In the Kingdom of the Blind

Posted: February 19, 2011 in Life, Spain, Tenerife, Travel
Tags: , , , , , ,

The Crotchety Local
The traveller didn’t expect to be showered with gifts but neither did he expect this reaction.

“Ha! Are you trying to tell me I don’t know my own land?” The old man shook his fist in the traveller’s face. “You come here from your fancy lands and try to tell me how to go about my business. Bah.”
The old man sat back down on the rickety stool beside his empty barrel. “I know exactly how things work here. They work the same way they always do and always will. But you don’t know about that; you’re not from around here.”

And with that he turned his back on the traveller, looked to the skies and began to mumble an unintelligible prayer.

Behind his eye-patch the traveller’s empty socket began to ache in frustration but he merely clasped his hands together and bowed.

“As you wish,” he smiled at the cantankerous old man’s back and carried on along the dry and dusty road.

The Old Soldier
After about 10 minutes he came to the exact same scene he had just left. At the side of the road another old man in a uniform sat beside an almost identical water barrel. The barrel, like the one belonging to the cantankerous old fellow, was completely empty.

“Hello friend,” the man exclaimed. “I’d offer you water, but I have none.” The man stroked his chin and looked skyward. “It’s strange, I have lived on this island for two decades and for most of that time I could rely on water falling right on this spot at the same time every month. For twenty years my barrel has been full enough to keep my family free from thirst. But in the last two years…it has rained less and less and now there’s hardly a drop.”

“I know my friend,” the traveller patted the old man on the shoulder and then told him what he had told the old man down the road. “Your tale is no different from that of many people all over the world. But I have good news. Scholars have discovered that the currents in the great oceans have changed their flow and because of that so have the weather patterns. The rain is still falling…just not here.” The traveller pointed to a hill in the distance. “Move your barrel to the other side of the hill and you will find that soon it will be filled with water once again.”

The old man looked at the traveller for a few moments without saying anything.

“I don’t recognise you; you’re not from around here,” he finally replied. “You won’t understand, but the rain always falls in this spot and if I wait long enough I’m sure it will do so again.” He shook the traveller’s hand. “Thank you for your advice, but I think I’ll just stay here.”

The traveller scratched at his eye-patch, made his farewells and continued along the road until he met yet another man with another empty barrel. This time when the traveller told the man about the change in the great oceans, the reaction was different.

The Man Who Listened
“Hmm,” pondered the man. “I haven’t been here very long, my barrel has never been filled with water; so what’s the harm in trying what you advise. I shall move my barrel to the other side of that hill.”

At last the ache in the traveller’s empty socket eased.
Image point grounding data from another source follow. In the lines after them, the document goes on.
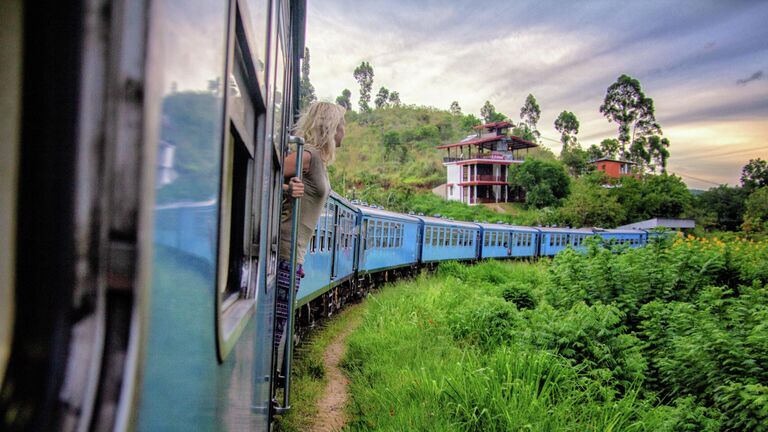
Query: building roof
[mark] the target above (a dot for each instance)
(612, 160)
(517, 142)
(496, 125)
(661, 222)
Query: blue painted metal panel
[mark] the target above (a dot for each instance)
(502, 241)
(318, 259)
(448, 240)
(387, 240)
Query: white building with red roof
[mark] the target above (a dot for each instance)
(478, 167)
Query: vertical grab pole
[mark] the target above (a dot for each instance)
(296, 214)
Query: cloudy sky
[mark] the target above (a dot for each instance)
(705, 64)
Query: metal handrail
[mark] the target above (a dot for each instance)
(295, 216)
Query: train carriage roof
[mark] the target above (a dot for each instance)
(622, 231)
(587, 231)
(343, 201)
(447, 222)
(377, 212)
(504, 227)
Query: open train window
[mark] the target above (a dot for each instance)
(239, 205)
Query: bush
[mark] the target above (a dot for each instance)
(521, 295)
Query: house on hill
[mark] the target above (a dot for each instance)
(478, 166)
(612, 167)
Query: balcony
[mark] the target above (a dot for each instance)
(502, 158)
(484, 178)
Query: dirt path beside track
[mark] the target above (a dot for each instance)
(331, 415)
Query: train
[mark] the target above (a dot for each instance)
(143, 144)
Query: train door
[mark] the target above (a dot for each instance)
(76, 170)
(335, 240)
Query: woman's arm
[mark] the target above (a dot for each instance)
(293, 186)
(289, 167)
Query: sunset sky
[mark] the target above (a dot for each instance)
(705, 64)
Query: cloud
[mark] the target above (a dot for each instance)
(566, 54)
(754, 77)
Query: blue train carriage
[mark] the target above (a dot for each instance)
(160, 117)
(554, 239)
(503, 241)
(329, 261)
(388, 241)
(631, 237)
(208, 358)
(445, 239)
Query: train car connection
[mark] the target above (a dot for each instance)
(330, 260)
(444, 239)
(630, 237)
(504, 241)
(388, 240)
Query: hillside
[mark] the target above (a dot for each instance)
(389, 158)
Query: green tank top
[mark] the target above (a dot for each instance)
(316, 191)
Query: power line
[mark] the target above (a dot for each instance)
(719, 152)
(682, 174)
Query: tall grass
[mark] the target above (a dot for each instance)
(448, 353)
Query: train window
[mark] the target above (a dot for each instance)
(239, 204)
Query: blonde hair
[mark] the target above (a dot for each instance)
(318, 124)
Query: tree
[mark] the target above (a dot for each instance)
(391, 141)
(721, 207)
(575, 158)
(653, 196)
(530, 113)
(344, 99)
(568, 126)
(306, 89)
(489, 114)
(469, 121)
(545, 182)
(455, 108)
(658, 152)
(382, 98)
(394, 99)
(594, 152)
(626, 105)
(754, 174)
(364, 76)
(590, 205)
(756, 214)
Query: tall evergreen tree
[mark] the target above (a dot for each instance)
(382, 98)
(489, 114)
(568, 126)
(455, 108)
(364, 76)
(306, 89)
(626, 105)
(344, 100)
(530, 114)
(394, 99)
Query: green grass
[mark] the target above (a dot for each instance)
(434, 354)
(308, 379)
(479, 348)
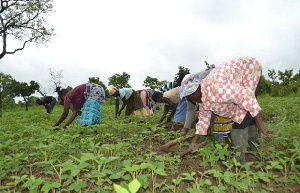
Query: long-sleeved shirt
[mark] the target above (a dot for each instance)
(229, 91)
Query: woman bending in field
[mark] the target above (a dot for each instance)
(131, 100)
(227, 91)
(91, 95)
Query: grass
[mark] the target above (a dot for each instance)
(123, 155)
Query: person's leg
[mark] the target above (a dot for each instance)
(239, 139)
(253, 140)
(253, 137)
(180, 114)
(220, 137)
(51, 105)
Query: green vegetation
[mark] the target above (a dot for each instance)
(123, 155)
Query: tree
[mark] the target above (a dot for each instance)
(265, 86)
(24, 22)
(119, 80)
(24, 90)
(273, 75)
(181, 70)
(285, 77)
(153, 83)
(150, 82)
(5, 81)
(56, 77)
(96, 80)
(209, 66)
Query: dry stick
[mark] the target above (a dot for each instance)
(166, 147)
(190, 149)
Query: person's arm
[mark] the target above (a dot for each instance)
(202, 125)
(63, 115)
(171, 115)
(190, 114)
(163, 116)
(261, 126)
(117, 107)
(75, 110)
(125, 102)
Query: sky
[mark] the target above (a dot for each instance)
(100, 38)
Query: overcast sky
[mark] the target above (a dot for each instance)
(99, 38)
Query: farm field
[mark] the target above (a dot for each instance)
(124, 155)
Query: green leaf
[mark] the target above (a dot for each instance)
(134, 186)
(83, 165)
(207, 182)
(75, 172)
(116, 176)
(120, 189)
(46, 187)
(160, 171)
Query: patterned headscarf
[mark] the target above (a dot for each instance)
(189, 84)
(112, 90)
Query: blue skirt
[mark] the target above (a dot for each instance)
(180, 111)
(91, 113)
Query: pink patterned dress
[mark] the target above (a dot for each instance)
(229, 91)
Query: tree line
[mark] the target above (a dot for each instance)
(280, 83)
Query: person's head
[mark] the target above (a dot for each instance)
(157, 97)
(113, 91)
(62, 93)
(180, 78)
(190, 88)
(39, 101)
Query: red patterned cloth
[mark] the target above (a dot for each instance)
(229, 91)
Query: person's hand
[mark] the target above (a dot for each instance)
(193, 145)
(184, 132)
(264, 130)
(162, 123)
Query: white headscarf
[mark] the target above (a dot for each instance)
(112, 90)
(189, 84)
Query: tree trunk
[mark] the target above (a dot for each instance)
(0, 104)
(26, 105)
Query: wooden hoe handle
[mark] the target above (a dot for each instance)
(166, 147)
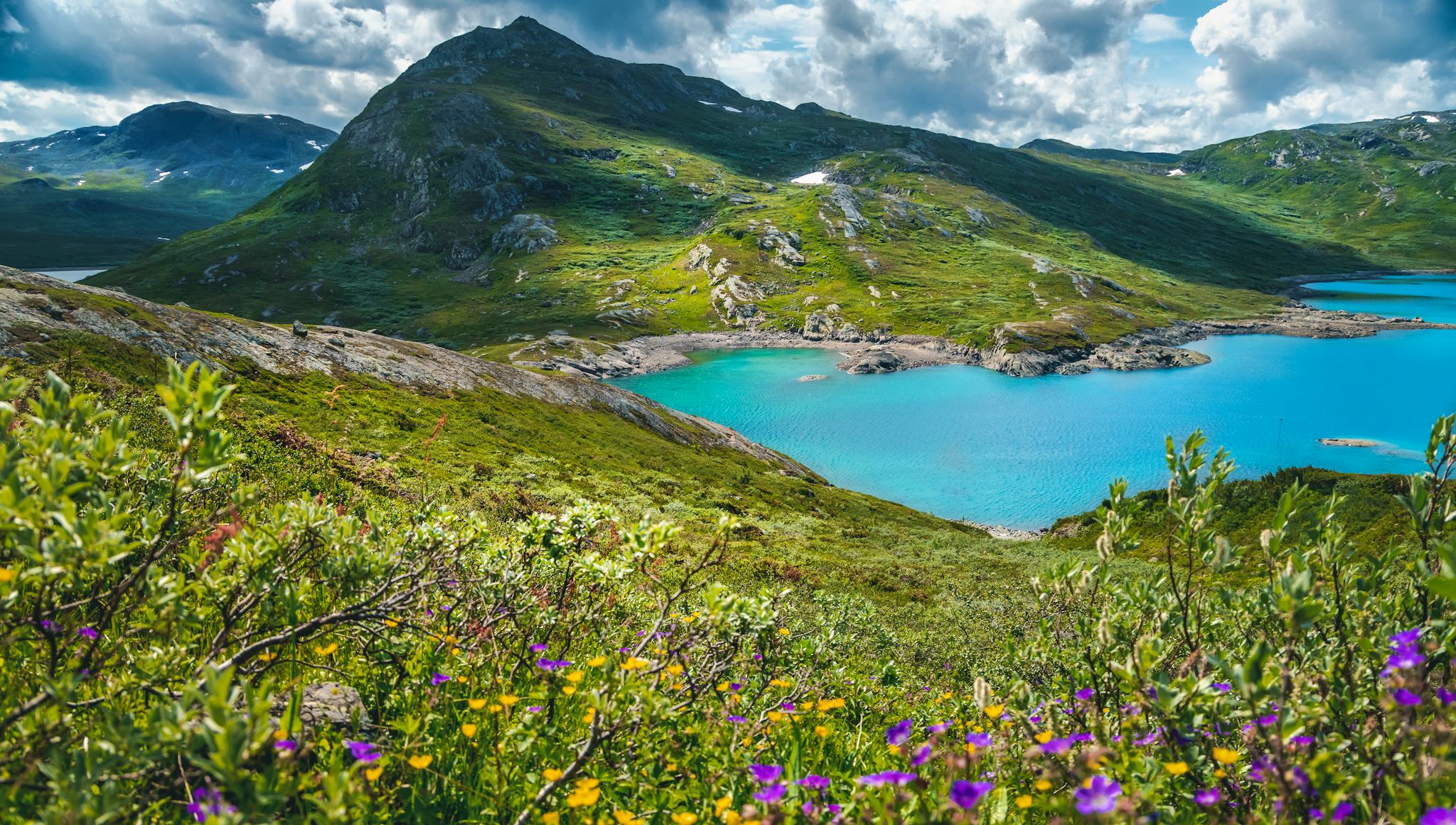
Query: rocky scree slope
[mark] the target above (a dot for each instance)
(522, 198)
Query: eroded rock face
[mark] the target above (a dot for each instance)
(525, 233)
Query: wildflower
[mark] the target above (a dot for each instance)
(922, 755)
(207, 802)
(1406, 697)
(887, 777)
(1098, 795)
(363, 751)
(765, 775)
(968, 793)
(772, 793)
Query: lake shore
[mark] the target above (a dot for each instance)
(1146, 350)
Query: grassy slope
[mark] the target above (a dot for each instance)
(1184, 249)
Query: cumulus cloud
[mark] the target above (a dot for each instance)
(996, 70)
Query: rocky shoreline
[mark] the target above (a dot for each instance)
(1146, 350)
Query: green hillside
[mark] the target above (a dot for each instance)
(513, 184)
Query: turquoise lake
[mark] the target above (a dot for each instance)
(970, 443)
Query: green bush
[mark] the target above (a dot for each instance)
(181, 647)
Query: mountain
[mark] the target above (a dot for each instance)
(514, 187)
(100, 195)
(1071, 149)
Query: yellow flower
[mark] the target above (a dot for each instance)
(583, 797)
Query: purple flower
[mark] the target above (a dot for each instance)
(889, 777)
(1098, 797)
(207, 802)
(764, 775)
(922, 755)
(968, 793)
(899, 732)
(771, 793)
(363, 751)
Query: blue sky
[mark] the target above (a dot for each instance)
(1128, 73)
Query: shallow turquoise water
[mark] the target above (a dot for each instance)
(970, 443)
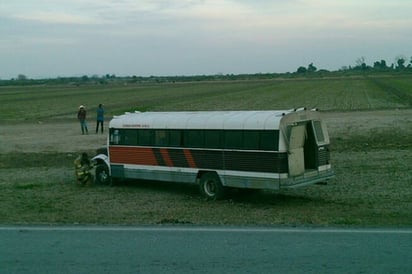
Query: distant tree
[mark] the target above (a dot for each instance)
(312, 68)
(21, 77)
(400, 62)
(361, 64)
(380, 65)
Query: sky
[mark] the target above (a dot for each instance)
(48, 39)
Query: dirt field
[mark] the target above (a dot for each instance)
(371, 154)
(65, 136)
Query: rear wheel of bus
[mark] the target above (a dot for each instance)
(211, 187)
(102, 175)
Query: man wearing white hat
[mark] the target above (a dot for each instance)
(81, 115)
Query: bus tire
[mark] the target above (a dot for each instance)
(211, 187)
(102, 175)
He journeyed to the end of the road where he caught a ship bound for other lands.

Two years later the traveller found himself back on the island travelling the same road as before, but this time the route led him first to the valley where he had advised the men to relocate their barrels.

As he entered the valley the third man he’d met came rushing towards him, grasped his hand and pumped it furiously.

“Thank you, thank you,” the man exclaimed. “I did as you said and within a few weeks the rain came and my barrel has been filled with water ever since.”

The traveller was pleased to hear about the man’s good fortune and, after sharing some water with him, decided to seek out the two other men. When he came to the place where the old soldier had been there was no sign of him. All he found was a few broken shards of wood; the remains of the barrel. The lack of rainfall had clearly forced him to leave the island.

He moved on until he came to the barrel of the first man he had encountered. Lo and behold the crotchety old local was still there, sitting beside his barrel. The old man eyed the traveller up and down and recognition spread across his features.

“HA! I remember you,” he shouted. “You said there would be no water, well you were wrong and I was right. I told you that you didn’t know how things worked here and I was right. To change would have been stupid…stupid.”

The traveller walked over to the barrel and looked inside. There was water in the barrel…but it barely covered the bottom. It was clear that there was still hardly any rain in this valley.

The traveller sighed, rubbed his empty, aching socket and walked away from the man without saying another word.

Who says in the kingdom of the blind, the one-eyed man is king?